O ministro André Mendonça, do Supremo Tribunal Federal, decidiu neste sábado (15) converter a prisão preventiva de Thaísa Hoffmann Jonasson em prisão domiciliar. Thaísa, que é casada com o ex-procurador-geral do INSS Virgílio de Oliveira Filho, havia sido presa pela Polícia Federal na quinta-feira (13) sob suspeita de receber mais de R$ 5 milhões de empresas ligadas ao lobista Antônio Camilo, o “Careca do INSS”.
A defesa argumentou que Thaísa é mãe de um bebê de 1 ano e 4 meses que ainda está em fase de amamentação. Com a prisão dos pais, a criança ficou sob responsabilidade da avó, de 73 anos. Mendonça acolheu o pedido com base no direito da criança à convivência materna.
Em nota, os advogados Izabella Borges, Bruna Borges e Maurício Moscardi celebraram a decisão, dizendo que ela “reforça a importância de garantir direitos fundamentais de mães e crianças” e representa uma postura mais humana do tribunal.
O ministro determinou ainda que Thaísa seja monitorada eletronicamente e proibida de manter contato com os demais investigados — com exceção do próprio marido.

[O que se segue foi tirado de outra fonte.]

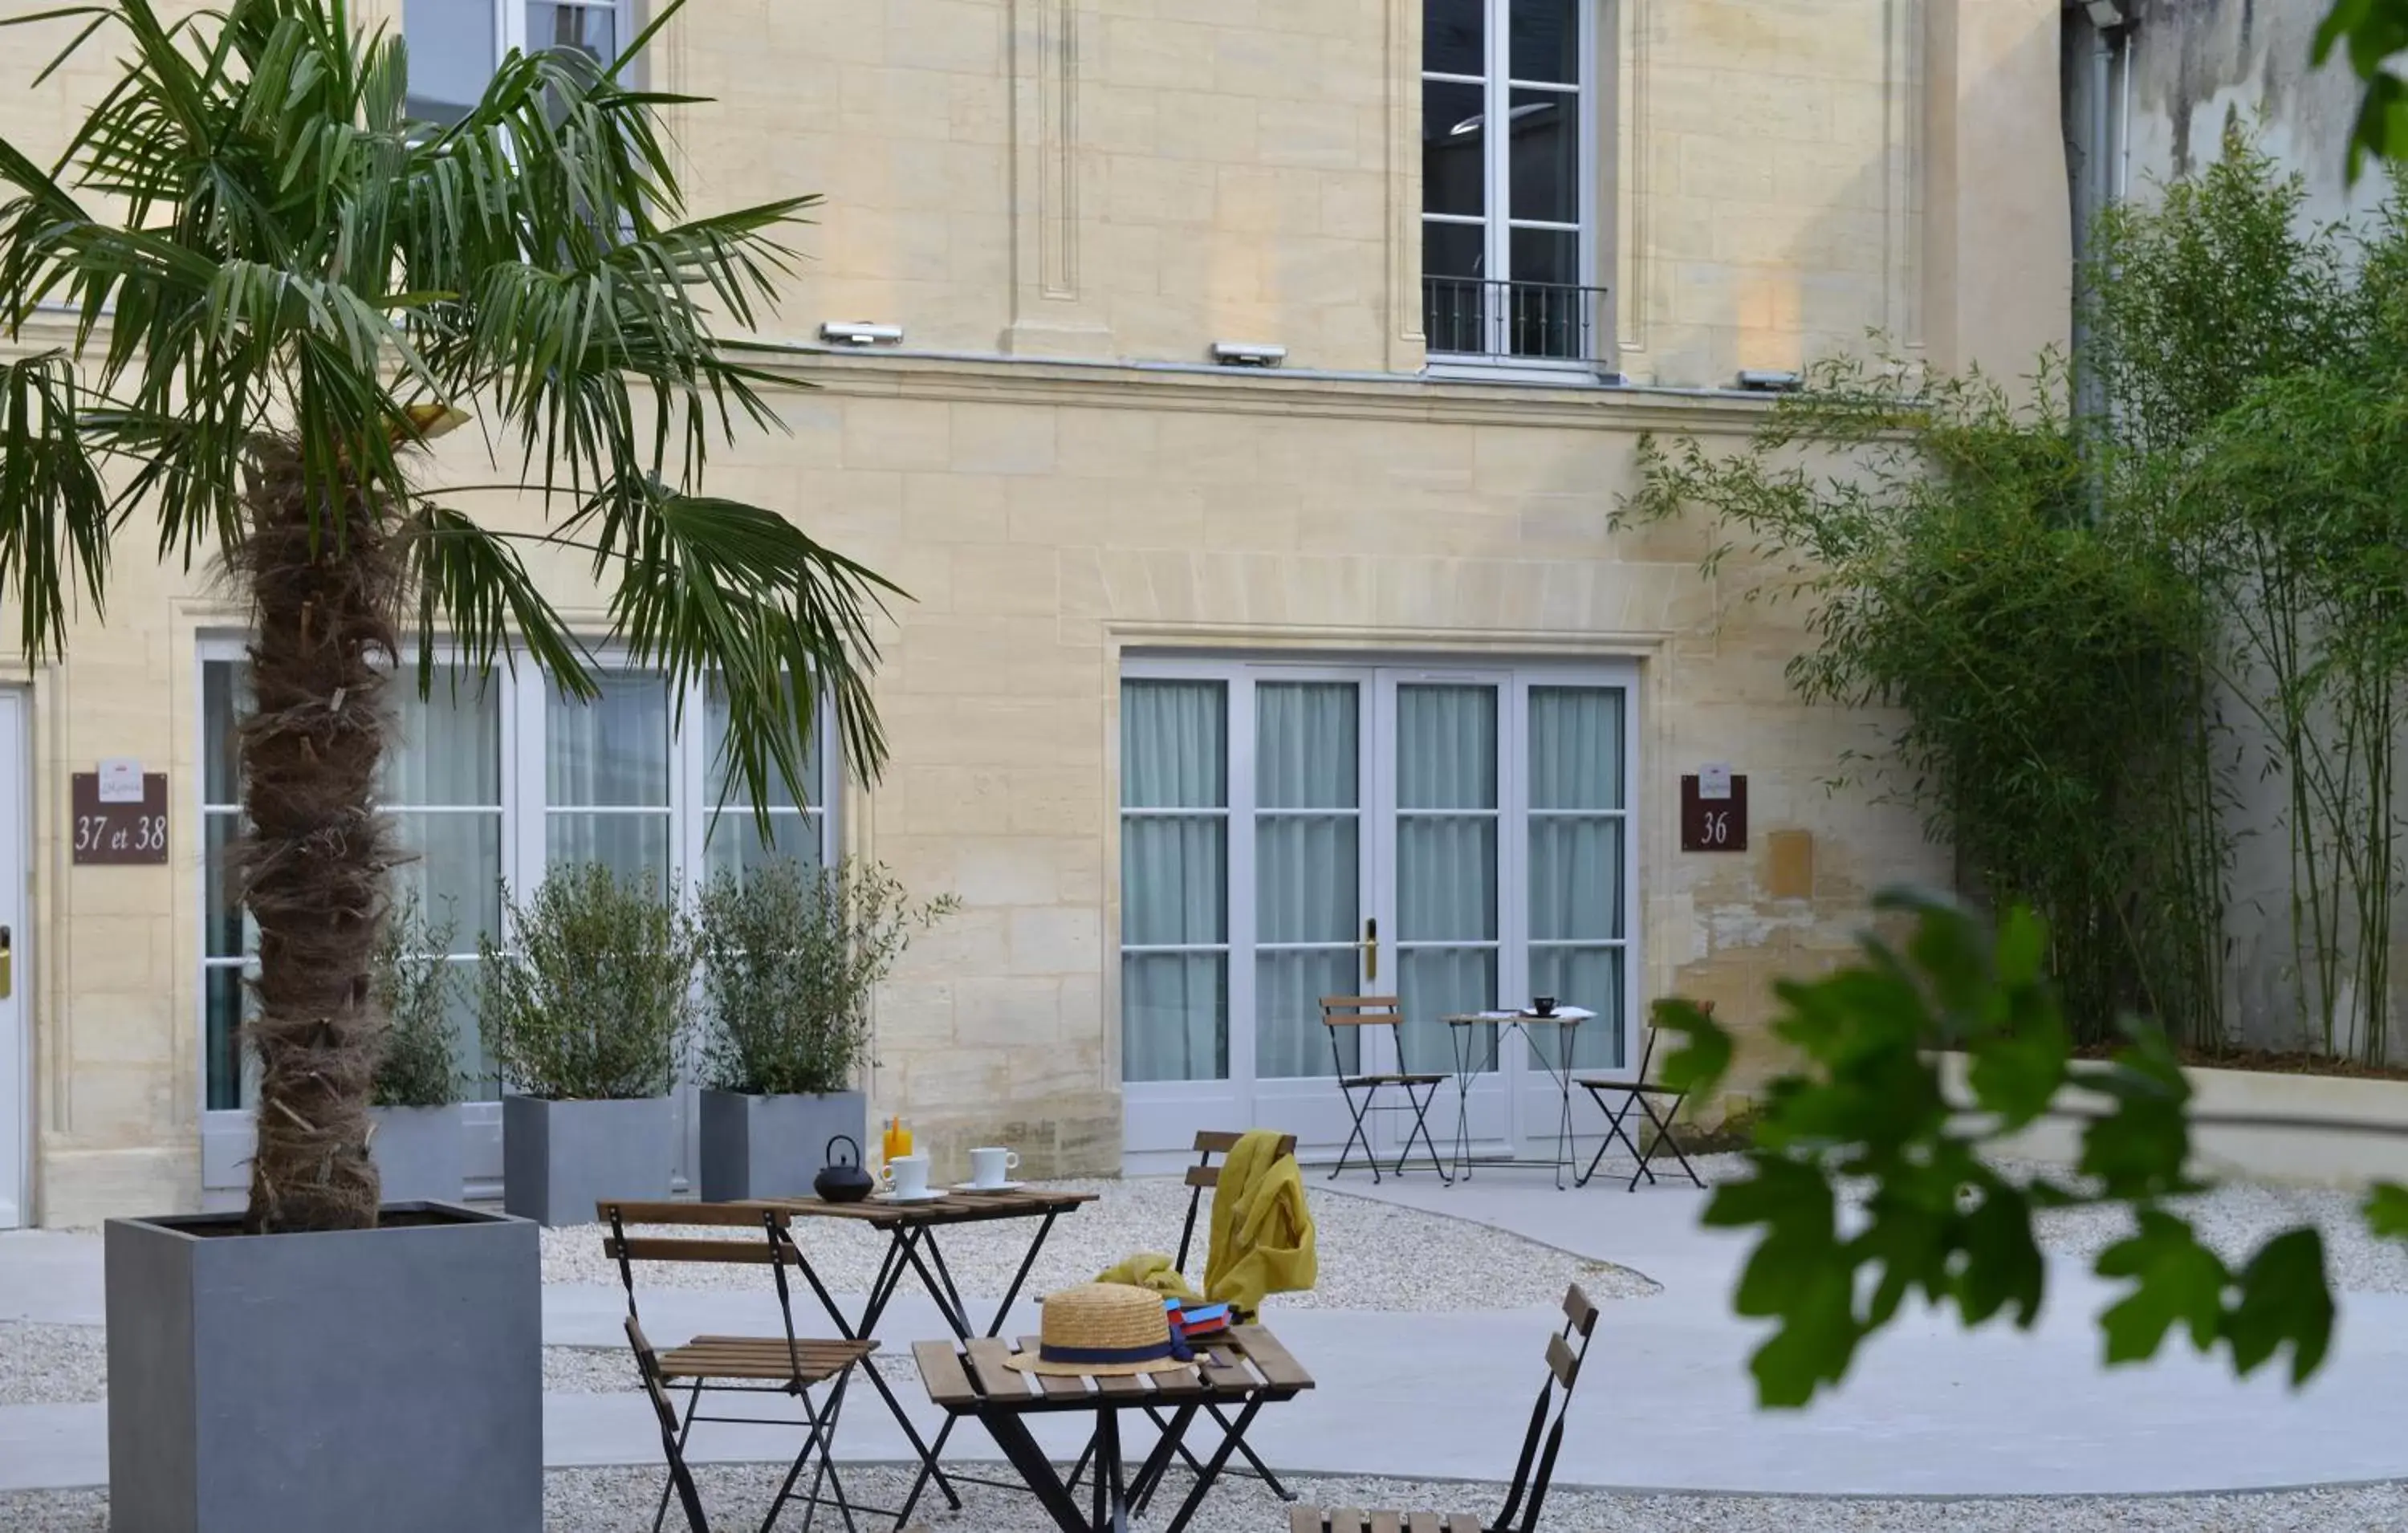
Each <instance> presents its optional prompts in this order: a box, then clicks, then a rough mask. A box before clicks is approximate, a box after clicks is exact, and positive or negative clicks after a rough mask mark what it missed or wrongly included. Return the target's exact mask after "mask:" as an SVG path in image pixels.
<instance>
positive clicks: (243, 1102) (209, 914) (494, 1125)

Virgílio foi nomeado procurador-geral do INSS em 2020, no governo Bolsonaro, e voltou ao cargo em 2023, já na gestão Lula. Recentemente foi afastado a pedido da PF, que apura um rombo de R$ 6,3 bilhões em descontos ilegais de aposentadorias entre 2019 e 2024.
Na CPMI do INSS, depoimentos apontaram Virgílio como o responsável por autorizar repasses a associações envolvidas no esquema e por manter ligação direta com o lobista “Careca do INSS”. Segundo a PF, o ex-procurador teria acumulado um patrimônio de R$ 18,3 milhões graças às fraudes — incluindo um Porsche transferido para o nome de Thaísa.
A investigação segue em andamento enquanto o casal permanece sob medidas judiciais.